Every January employees of the POA along with some helpful volunteers take on a quiet recycling project. What starts out as the centerpiece of many family Christmas celebrations becomes much needed fish habitat in one of Bella Vista's man-made lakes.
In December, POA Lakes & Fisheries Superintendent Rick Echols decides which lake needs the habitat. He rotates the location between the lakes -- although the larger lakes will get more trees -- and announces where residents can drop off their Christmas trees. This year it's Pontoon Park on Lake Windsor. Through the month of January the trees are piled up at the designated location.
In recent years, local retailers have joined the effort. Recently, almost 200 unsold trees were donated by Walmart and Tractor Supply, Echols said. Hundreds more come in one at a time from area residents.
Christmas trees are accepted until the first of February, but they need to be free of all ornaments and tinsel, he said.
He usually calls around and finds a retailer who will donate concrete blocks as well.
Eventually, each tree is wired to a concrete block, loaded on one of the POA's working boats and sunk somewhere close to the collection point.
In the past, members of the Fly Tyers have helped sink the trees -- as many as 500 trees a year.

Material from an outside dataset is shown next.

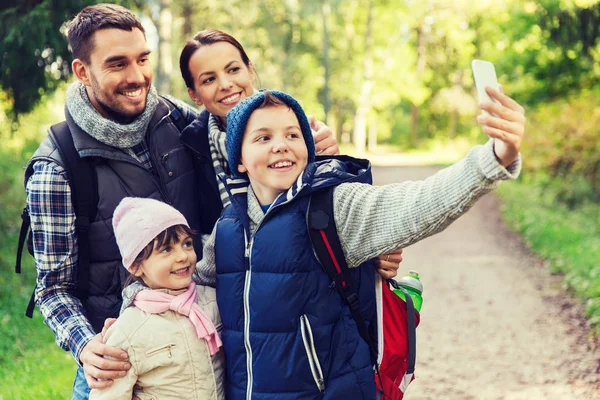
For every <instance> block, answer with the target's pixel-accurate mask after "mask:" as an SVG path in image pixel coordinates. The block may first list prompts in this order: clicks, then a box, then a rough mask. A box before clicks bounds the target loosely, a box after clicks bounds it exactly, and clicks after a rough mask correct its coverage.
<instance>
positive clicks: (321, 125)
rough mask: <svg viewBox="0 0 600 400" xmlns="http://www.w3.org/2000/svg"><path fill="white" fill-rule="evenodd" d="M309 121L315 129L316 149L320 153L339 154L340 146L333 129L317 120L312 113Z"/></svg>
mask: <svg viewBox="0 0 600 400" xmlns="http://www.w3.org/2000/svg"><path fill="white" fill-rule="evenodd" d="M308 122H309V123H310V127H311V129H312V130H313V131H314V134H313V138H314V140H315V149H316V151H317V154H319V155H338V154H340V148H339V147H338V144H337V139H336V138H335V135H334V134H333V130H331V128H330V127H328V126H327V125H325V124H324V123H323V122H321V121H317V119H316V118H315V117H313V116H312V115H310V116H308Z"/></svg>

Christmas trees, he explained, make good fish habitat. Fish are attracted to the trees which provide some shelter from larger, predatory fish. Eventually, the bark of the trees will provide some nutrients as well.

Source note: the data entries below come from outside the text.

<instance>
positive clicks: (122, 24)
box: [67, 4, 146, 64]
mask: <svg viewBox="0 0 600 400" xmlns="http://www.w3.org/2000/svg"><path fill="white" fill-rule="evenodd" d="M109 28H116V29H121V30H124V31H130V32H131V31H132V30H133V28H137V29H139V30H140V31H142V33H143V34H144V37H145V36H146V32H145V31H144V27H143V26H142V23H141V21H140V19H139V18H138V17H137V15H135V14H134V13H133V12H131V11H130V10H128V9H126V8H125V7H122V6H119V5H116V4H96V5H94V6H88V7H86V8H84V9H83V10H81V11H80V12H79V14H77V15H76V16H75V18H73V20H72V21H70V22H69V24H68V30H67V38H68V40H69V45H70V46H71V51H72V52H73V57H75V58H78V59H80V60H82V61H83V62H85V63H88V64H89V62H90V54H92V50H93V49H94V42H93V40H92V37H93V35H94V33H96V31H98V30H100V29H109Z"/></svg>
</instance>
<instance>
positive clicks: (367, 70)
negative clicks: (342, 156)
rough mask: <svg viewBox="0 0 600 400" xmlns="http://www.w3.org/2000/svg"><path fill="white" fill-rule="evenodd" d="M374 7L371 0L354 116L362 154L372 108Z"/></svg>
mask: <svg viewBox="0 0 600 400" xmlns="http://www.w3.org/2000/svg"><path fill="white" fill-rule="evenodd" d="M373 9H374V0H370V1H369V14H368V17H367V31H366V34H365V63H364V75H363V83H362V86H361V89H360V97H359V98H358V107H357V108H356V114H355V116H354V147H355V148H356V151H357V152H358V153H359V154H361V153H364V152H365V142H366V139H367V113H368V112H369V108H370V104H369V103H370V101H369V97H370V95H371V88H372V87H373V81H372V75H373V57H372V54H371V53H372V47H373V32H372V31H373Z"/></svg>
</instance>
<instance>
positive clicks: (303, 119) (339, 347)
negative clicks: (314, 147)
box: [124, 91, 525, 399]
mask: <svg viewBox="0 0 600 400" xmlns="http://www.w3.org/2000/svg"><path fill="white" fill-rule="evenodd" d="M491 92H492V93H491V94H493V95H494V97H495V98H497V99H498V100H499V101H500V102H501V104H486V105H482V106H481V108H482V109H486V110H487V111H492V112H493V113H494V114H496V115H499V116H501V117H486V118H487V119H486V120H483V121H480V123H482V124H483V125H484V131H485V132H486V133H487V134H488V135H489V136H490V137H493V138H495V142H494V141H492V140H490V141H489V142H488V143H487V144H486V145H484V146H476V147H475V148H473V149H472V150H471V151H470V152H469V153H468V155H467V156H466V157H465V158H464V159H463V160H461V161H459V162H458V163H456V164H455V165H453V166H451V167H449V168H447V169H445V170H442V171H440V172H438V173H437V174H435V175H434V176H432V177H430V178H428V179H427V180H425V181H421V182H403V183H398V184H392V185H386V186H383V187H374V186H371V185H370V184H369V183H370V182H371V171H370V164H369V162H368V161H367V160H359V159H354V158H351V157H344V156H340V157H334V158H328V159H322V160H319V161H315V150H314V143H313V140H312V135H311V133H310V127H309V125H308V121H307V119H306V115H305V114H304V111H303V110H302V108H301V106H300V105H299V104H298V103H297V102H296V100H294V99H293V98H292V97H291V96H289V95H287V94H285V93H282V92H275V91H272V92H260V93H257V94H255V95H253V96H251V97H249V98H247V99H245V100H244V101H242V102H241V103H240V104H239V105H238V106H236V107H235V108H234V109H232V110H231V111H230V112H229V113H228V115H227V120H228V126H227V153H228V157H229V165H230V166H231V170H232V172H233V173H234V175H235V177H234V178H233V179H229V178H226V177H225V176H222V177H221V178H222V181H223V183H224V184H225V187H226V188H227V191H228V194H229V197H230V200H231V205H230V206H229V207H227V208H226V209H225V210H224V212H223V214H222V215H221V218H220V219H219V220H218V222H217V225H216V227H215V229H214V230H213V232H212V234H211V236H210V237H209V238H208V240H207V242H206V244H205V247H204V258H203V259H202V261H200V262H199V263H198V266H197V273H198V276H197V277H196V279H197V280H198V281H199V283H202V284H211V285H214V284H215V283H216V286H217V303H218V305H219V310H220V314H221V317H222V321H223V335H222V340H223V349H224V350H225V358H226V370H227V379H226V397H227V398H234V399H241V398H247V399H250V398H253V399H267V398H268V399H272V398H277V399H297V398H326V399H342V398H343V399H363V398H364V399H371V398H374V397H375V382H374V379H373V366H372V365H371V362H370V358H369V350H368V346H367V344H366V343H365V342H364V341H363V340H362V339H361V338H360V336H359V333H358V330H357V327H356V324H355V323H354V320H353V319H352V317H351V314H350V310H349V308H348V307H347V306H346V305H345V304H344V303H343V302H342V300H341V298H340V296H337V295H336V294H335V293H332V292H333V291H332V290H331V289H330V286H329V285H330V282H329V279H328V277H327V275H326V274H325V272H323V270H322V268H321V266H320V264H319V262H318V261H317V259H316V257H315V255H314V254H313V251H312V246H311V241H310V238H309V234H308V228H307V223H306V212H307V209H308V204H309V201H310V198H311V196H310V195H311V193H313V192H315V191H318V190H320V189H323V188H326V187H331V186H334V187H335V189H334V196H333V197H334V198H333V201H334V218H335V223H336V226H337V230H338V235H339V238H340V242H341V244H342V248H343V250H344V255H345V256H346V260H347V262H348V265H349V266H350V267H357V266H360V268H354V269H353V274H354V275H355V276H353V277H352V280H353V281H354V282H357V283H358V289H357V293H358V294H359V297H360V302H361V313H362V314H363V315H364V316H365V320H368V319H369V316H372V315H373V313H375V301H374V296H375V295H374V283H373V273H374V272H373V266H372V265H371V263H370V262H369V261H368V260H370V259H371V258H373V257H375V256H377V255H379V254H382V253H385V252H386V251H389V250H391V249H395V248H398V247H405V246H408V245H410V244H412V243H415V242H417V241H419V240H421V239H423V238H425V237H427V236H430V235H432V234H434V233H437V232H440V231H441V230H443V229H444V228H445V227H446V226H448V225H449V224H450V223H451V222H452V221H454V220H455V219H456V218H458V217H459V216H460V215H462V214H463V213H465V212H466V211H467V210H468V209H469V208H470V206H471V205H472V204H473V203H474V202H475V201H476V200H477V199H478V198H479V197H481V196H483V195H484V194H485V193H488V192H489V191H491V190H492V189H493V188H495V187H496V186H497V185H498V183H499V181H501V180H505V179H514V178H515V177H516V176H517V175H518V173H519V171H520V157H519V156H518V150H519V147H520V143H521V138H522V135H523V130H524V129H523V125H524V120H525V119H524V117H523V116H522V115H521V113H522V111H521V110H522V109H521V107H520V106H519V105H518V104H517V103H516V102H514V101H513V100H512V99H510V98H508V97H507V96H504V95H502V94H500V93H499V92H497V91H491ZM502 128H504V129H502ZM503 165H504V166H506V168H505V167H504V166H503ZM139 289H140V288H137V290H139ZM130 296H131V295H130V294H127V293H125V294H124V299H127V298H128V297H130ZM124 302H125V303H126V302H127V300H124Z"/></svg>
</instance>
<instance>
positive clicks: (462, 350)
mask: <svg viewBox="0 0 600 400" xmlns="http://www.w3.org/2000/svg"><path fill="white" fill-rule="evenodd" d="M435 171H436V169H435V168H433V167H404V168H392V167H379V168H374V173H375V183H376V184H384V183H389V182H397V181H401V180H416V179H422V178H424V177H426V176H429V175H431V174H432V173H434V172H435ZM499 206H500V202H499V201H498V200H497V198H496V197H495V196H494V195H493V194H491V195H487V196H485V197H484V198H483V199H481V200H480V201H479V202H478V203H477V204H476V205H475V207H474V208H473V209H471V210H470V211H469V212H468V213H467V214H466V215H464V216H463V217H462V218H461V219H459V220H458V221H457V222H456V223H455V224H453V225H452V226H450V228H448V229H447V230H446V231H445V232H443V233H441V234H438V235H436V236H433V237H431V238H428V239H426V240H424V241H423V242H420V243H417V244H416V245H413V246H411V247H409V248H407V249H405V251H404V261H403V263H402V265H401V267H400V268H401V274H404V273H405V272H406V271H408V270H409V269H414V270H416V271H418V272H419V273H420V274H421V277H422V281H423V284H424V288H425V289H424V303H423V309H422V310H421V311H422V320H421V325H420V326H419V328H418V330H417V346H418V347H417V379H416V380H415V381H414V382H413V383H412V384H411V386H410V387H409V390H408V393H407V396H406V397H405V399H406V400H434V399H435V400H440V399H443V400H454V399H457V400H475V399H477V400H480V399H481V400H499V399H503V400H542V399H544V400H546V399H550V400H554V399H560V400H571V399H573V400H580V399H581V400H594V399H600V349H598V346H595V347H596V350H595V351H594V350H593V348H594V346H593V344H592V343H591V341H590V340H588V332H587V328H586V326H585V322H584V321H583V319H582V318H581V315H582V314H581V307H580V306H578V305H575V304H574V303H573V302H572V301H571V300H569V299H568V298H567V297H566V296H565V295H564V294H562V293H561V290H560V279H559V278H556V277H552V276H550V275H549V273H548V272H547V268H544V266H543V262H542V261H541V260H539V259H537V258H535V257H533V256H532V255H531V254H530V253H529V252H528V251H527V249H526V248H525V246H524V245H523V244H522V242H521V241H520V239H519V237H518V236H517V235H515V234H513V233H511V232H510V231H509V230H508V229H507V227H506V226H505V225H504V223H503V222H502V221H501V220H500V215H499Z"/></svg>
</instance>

Although the trees are never pulled back up, after a few years they decompose in the water and are no longer effective as habitat. With seven lakes needing habitat, the Christmas tree project will continue indefinitely.
While some anglers like to keep their favorite spots secret, that's not the case with the POA. Echols is happy to share the location of the fish habitat with anyone who asks. He plans to publish an updated map as soon as he can develop it. There are still some older maps of fish habitat around, he said.